Reputation: 43
I'm attempting to webscrape tax-rates.org to get the average tax percentage for each county in Texas. I have a list of 255 counties in an csv file which I import as "TX_counties", it's a single column table. I have to create the URL for each county as a string, so I set d1 to the first cell using [i,1], then concat it into a URL string, perform the scrape, then add +1 to [i] which makes it go to the second cell for the next county name, and the process continues.
The problem is I can't figure out how to store the scrape results into a "growing list" which I then want to make into a table and save to .csv file at the end. I'm only able to scrape one county at a time and then it re-writes over itself.
Any thoughts? (fairly new to R and scraping in general)
i <- 1
for (i in 1:255) {
d1 <- as.character(TX_counties[i,1])
uri.seed <- paste(c('http://www.tax-rates.org/texas/',d1,'_county_property_tax'), collapse='')
html <- htmlTreeParse(file = uri.seed, isURL=TRUE, useInternalNodes = TRUE)
avg_taxrate <- sapply(getNodeSet(html, "//div[@class='box']/div/div[1]/i[1]"), xmlValue)
t1 <- data.table(d1,avg_taxrate)
i <- i+1
}
write.csv(t1,"2015_TX_PropertyTaxes.csv")
Upvotes: 4
Views: 927
Reputation: 86
you should first initialise a list to store the data scraped with each loop. make sure to initialise it before you go into the loop
then, with each iteration, append on to the list before starting the next iteration. see my answer here
Web Scraping in R with loop from data.frame
Upvotes: 0
Reputation: 78792
This uses rvest
, provides a progress bar and takes advantage of the fact that the URLs are already there for you on the page:
library(rvest)
library(pbapply)
pg <- read_html("http://www.tax-rates.org/texas/property-tax")

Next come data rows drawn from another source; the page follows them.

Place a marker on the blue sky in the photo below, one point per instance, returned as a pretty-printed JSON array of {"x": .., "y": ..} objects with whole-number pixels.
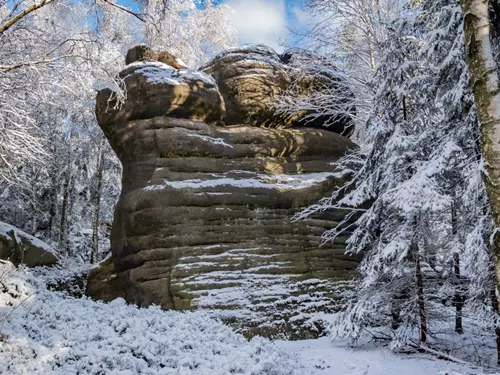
[
  {"x": 262, "y": 21},
  {"x": 267, "y": 21}
]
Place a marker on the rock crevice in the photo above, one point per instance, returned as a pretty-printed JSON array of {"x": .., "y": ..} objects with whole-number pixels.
[{"x": 204, "y": 217}]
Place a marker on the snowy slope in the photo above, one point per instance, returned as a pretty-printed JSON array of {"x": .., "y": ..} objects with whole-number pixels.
[
  {"x": 322, "y": 357},
  {"x": 45, "y": 332}
]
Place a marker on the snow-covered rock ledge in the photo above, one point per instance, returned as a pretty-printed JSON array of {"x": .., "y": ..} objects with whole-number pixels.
[{"x": 44, "y": 332}]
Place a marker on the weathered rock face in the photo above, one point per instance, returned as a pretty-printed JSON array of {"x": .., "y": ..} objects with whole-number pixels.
[
  {"x": 204, "y": 217},
  {"x": 21, "y": 248},
  {"x": 250, "y": 78}
]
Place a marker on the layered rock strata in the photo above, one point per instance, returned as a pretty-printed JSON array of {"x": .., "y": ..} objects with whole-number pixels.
[{"x": 204, "y": 219}]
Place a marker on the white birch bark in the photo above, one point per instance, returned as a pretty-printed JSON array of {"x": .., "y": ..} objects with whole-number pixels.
[{"x": 485, "y": 84}]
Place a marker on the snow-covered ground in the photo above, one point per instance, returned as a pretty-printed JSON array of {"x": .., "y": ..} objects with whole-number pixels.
[
  {"x": 322, "y": 357},
  {"x": 45, "y": 332}
]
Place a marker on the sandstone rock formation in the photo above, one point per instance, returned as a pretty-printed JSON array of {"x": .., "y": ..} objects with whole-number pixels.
[
  {"x": 251, "y": 78},
  {"x": 204, "y": 217},
  {"x": 21, "y": 248}
]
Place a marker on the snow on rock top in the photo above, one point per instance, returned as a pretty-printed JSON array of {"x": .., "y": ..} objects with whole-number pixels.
[
  {"x": 51, "y": 333},
  {"x": 161, "y": 73}
]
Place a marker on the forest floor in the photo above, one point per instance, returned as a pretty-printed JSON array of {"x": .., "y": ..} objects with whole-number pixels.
[
  {"x": 324, "y": 357},
  {"x": 46, "y": 332}
]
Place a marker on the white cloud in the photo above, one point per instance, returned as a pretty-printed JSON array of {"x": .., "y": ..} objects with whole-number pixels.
[{"x": 260, "y": 21}]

# get all the county tax table links
ctys <- html_nodes(pg, "table.propertyTaxTable > tr > td > a[href*='county_property']")
# match your lowercased names
county_name <- tolower(gsub(" County", "", html_text(ctys)))
# spider each page and return the rate %
county_rate <- pbsapply(html_attr(ctys, "href"), function(URL) {
cty_pg <- read_html(URL)
html_text(html_nodes(cty_pg, xpath="//div[@class='box']/div/div[1]/i[1]"))
}, USE.NAMES=FALSE)
tax_table <- data.frame(county_name, county_rate, stringsAsFactors=FALSE)
tax_table
## county_name county_rate
## 1 anderson Avg. 1.24% of home value
## 2 andrews Avg. 0.88% of home value
## 3 angelina Avg. 1.35% of home value
## 4 aransas Avg. 1.29% of home value
write.csv(tax_table, "2015_TX_PropertyTaxes.csv")
NOTE 1: I limited scraping to 4 to not kill the bandwidth of a site that offers free data.
NOTE 2: There are only 254 county tax links available on that site, so you seem to have an extra one if you have 255.
Upvotes: 3
Reputation: 3710
library(RCurl)
library(XML)
tx_c <- c("anderson", "andrews")
res <- sapply(1:2, function(x){
d1 <- as.character(tx_c[x])
uri.seed <- paste(c('http://www.tax-rates.org/texas/',d1,'_county_property_tax'), collapse='')
html <- htmlTreeParse(file = uri.seed, isURL=TRUE, useInternalNodes = TRUE)
avg_taxrate <- sapply(getNodeSet(html, "//div[@class='box']/div/div[1]/i[1]"), xmlValue)
return(c(d1, avg_taxrate))
})
res.df <- data.frame(t(res), stringsAsFactors = FALSE)
names(res.df) <- c("county", "property")
res.df
# county property
# 1 anderson Avg. 1.24% of home value
# 2 andrews Avg. 0.88% of home value
Upvotes: 2